Government has lifted the suspension of Personal Protective Equipment procurement and ordered the payment and release of the consignment with inflated prices paying US$987 720 for a consignment worth US$325 000 locally.
The consignment is in respect of a contract given under number NAT DP 04/2020 and contains masks, overalls and test kits.
A leaked May 8 memo signed by Finance Ministry Permanent Secretary George Guvamatanga, and addressed to then Health Ministry Permanent Secretary, Agnes Mahomva, gave a special dispensation for Drax to deliver its consignment worth US$987,720.
“I write with reference to my letter dated April 28, 2020 advising your ministry, under legal guidance to engage all suppliers for the supply of and delivery of medicines and surgical sundries with a view of invoking force majeure provisions, in order to terminate the said contracts so as to mitigate against escalation in the amount of debt to the said suppliers which treasury is clearly now not going to be able to meet,” Guvamatanga wrote.
“However, Treasury is made to understand that the said suppliers had already shipped some items currently held at Robert Mugabe International Airport for clearance.
“In this regard and given the urgent need of test kits, Treasury is hereby exceptionally authorizing the release of the said consignment guided by the contract,” he further wrote.
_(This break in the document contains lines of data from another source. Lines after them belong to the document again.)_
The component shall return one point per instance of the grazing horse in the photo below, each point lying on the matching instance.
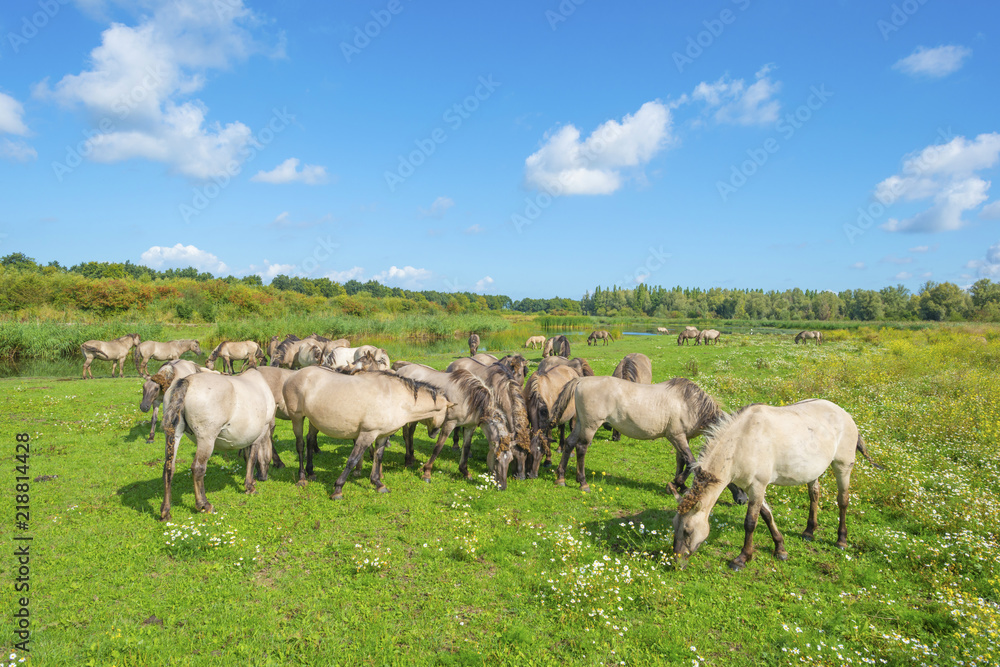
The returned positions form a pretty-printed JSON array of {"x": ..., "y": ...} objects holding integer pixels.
[
  {"x": 540, "y": 394},
  {"x": 677, "y": 409},
  {"x": 114, "y": 351},
  {"x": 535, "y": 340},
  {"x": 706, "y": 336},
  {"x": 247, "y": 350},
  {"x": 687, "y": 334},
  {"x": 635, "y": 367},
  {"x": 809, "y": 335},
  {"x": 473, "y": 406},
  {"x": 365, "y": 407},
  {"x": 151, "y": 349},
  {"x": 600, "y": 334},
  {"x": 215, "y": 410},
  {"x": 761, "y": 445},
  {"x": 154, "y": 388}
]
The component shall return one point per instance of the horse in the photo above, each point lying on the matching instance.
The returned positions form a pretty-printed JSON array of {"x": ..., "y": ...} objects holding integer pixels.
[
  {"x": 342, "y": 357},
  {"x": 155, "y": 387},
  {"x": 599, "y": 334},
  {"x": 809, "y": 335},
  {"x": 473, "y": 406},
  {"x": 761, "y": 445},
  {"x": 151, "y": 349},
  {"x": 247, "y": 350},
  {"x": 687, "y": 334},
  {"x": 706, "y": 336},
  {"x": 634, "y": 367},
  {"x": 540, "y": 394},
  {"x": 114, "y": 351},
  {"x": 676, "y": 409},
  {"x": 535, "y": 340},
  {"x": 216, "y": 410},
  {"x": 579, "y": 364},
  {"x": 365, "y": 407}
]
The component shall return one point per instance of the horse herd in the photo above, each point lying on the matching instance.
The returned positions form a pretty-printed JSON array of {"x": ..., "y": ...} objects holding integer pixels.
[{"x": 325, "y": 386}]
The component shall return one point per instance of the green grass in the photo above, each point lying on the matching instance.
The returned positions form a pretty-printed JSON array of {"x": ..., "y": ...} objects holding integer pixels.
[{"x": 469, "y": 575}]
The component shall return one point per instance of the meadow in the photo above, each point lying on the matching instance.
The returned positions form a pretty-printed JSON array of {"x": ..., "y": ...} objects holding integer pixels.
[{"x": 456, "y": 572}]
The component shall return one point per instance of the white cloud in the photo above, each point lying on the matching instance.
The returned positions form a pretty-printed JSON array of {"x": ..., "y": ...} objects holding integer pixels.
[
  {"x": 935, "y": 63},
  {"x": 736, "y": 103},
  {"x": 288, "y": 172},
  {"x": 944, "y": 174},
  {"x": 565, "y": 165},
  {"x": 407, "y": 277},
  {"x": 181, "y": 256},
  {"x": 140, "y": 75},
  {"x": 437, "y": 209},
  {"x": 991, "y": 211}
]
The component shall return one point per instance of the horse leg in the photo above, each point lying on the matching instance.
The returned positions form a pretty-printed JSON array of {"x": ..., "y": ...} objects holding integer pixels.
[
  {"x": 376, "y": 476},
  {"x": 360, "y": 445},
  {"x": 812, "y": 522}
]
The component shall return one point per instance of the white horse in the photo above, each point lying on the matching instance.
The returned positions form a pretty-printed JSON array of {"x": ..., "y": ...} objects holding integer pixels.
[{"x": 762, "y": 445}]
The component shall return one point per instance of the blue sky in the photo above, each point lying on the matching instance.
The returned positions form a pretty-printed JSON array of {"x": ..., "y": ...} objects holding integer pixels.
[{"x": 524, "y": 148}]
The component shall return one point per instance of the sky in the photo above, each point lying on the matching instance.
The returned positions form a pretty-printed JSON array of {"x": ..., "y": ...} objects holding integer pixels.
[{"x": 532, "y": 149}]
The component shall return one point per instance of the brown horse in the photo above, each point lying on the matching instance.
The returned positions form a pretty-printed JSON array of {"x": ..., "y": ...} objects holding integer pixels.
[
  {"x": 634, "y": 367},
  {"x": 600, "y": 334},
  {"x": 114, "y": 351},
  {"x": 151, "y": 349}
]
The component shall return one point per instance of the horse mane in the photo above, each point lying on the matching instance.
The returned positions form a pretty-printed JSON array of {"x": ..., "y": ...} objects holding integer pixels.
[{"x": 705, "y": 407}]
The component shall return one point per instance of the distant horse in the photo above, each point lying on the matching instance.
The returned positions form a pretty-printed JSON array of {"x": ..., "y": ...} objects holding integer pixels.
[
  {"x": 535, "y": 340},
  {"x": 155, "y": 387},
  {"x": 761, "y": 445},
  {"x": 473, "y": 405},
  {"x": 114, "y": 351},
  {"x": 247, "y": 350},
  {"x": 809, "y": 335},
  {"x": 635, "y": 367},
  {"x": 216, "y": 410},
  {"x": 151, "y": 349},
  {"x": 687, "y": 334},
  {"x": 599, "y": 334},
  {"x": 706, "y": 336},
  {"x": 364, "y": 407},
  {"x": 677, "y": 409}
]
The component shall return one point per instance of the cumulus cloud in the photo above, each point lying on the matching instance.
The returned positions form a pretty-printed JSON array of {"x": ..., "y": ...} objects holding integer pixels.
[
  {"x": 437, "y": 209},
  {"x": 288, "y": 172},
  {"x": 407, "y": 277},
  {"x": 140, "y": 76},
  {"x": 944, "y": 174},
  {"x": 181, "y": 256},
  {"x": 934, "y": 63},
  {"x": 737, "y": 103},
  {"x": 565, "y": 165}
]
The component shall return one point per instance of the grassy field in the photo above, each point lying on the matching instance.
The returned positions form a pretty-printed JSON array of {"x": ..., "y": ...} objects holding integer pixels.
[{"x": 454, "y": 572}]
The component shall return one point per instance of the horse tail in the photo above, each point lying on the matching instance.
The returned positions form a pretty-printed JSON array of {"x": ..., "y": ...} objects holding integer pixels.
[
  {"x": 565, "y": 396},
  {"x": 864, "y": 451}
]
The letter stated that the position of suspending PPE procurement remained in place but was lifted for a ‘special case’.
Government will fork out US$ 90 per overall with 3 740 units having been supplied and totalling to US$336 600 as compared to a maximum price of US$20 per overall being charged locally, a general survey has revealed.
The highest price for a test kit locally is going for US$ 15 after a rigorous price comparison in Harare yet government has been charged a staggering US$34 for 15 000 units totalling to US$510 000.
The quotation stated that face masks (N-95) were charged US$28, yet local prices for a similar product range from between US$2 to US$5.
Government was therefore billed US$987 720 that Guvamatanga approved but our investigations revealed that the maximum possible price from local suppliers stands at US$325 000.
Prices are inflated by more than 200 percent further exposing the rot obtaining in the procurement of emergency COVID-19 response supplies.
President Emmerson Mnangagwa’s son is alleged be involved in the scandal as he is the one directly linked to the company that has been paid the inflated prices by Treasury.
The company at the centre of the scandal is Drax International, which is owned by Delish Nguwaya, a business partner to Collins Mnangagwa.
Drax International does not appear to have gone through a tender process to land the deals with NatPharm, raising questions over how the company got the preferential treatment.
As the leaked document spread on social media, government spokesperson Ndabaningi Mangwana said the Finance Ministry would be issuing a statement on the matter.